The Paycheck Protection Program Did Not Really Provide Loans

In the discourse about Biden’s student debt forgiveness announcement, one common talking point has been that many people recently benefited from the forgiving of Paycheck Protection Program (PPP) loans. This seems to be fairly effective rhetoric, but it’s a little bit misleading.

When COVID hit, Congress scrambled to pass a relief bill called the CARES Act. The bill had lots of moving parts in it, but the basic structure of it was to provide cash grants to (1) state and local governments, (2) households, and (3) small businesses, and to provide cheap credit to (4) large businesses.
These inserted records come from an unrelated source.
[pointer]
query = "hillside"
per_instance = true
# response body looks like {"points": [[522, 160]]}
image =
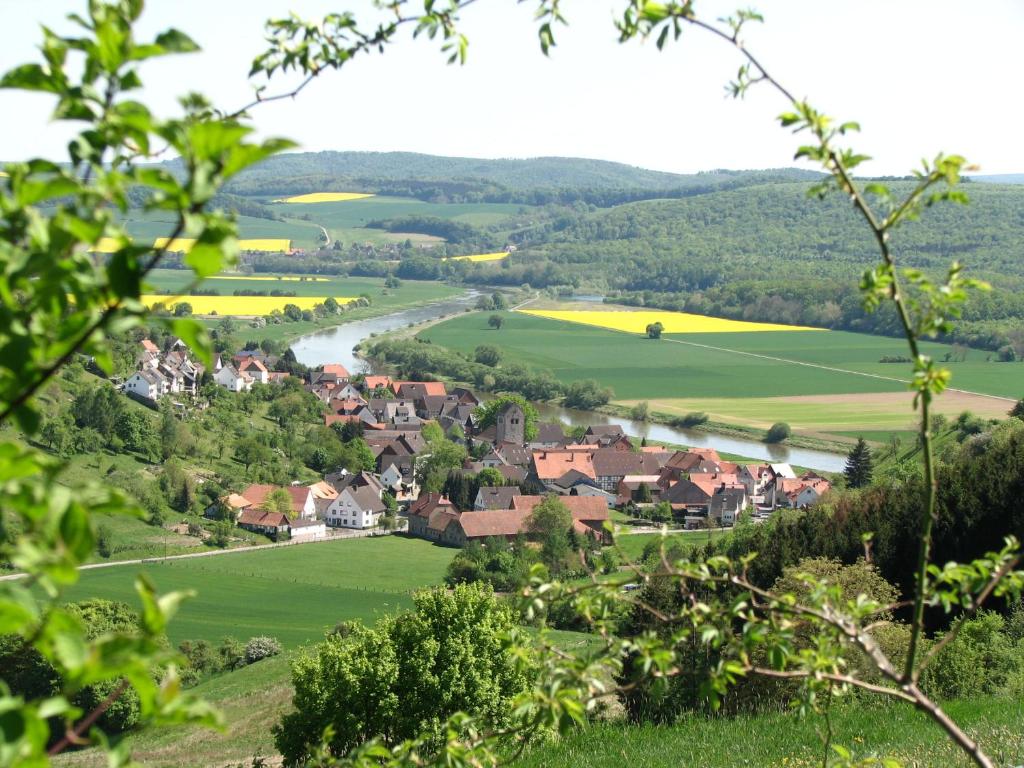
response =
{"points": [[469, 179]]}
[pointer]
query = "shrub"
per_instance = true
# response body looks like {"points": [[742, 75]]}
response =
{"points": [[261, 647], [692, 419], [777, 432]]}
Administering (1), (2), and (4) was fairly straightforward. State and local governments could be sent cash directly or have their share of state-federal programs picked up by the federal government. Households could be provided cash through the IRS (though this missed many of the very poor who are non-filers) and unemployment insurance. And large businesses could get cheap credit through the Treasury, the Federal Reserve, or the regular credit markets that were being effectively supported by Fed policies.

But the federal government had no real existing mechanism for quickly getting cash grants out to small businesses. So what they decided to do instead was have the Small Business Administration (SBA) and SBA-participating banks provide “forgivable loans” out to small businesses. If those businesses continued to operate normally, after a few months, the loans would be forgiven, and almost all of them were.

These were not really loans. The government never expected or wanted repayment. They were cash grants, similar to those received by state and local governments and households, that, for administrative reasons, had to be run through the small business loan system.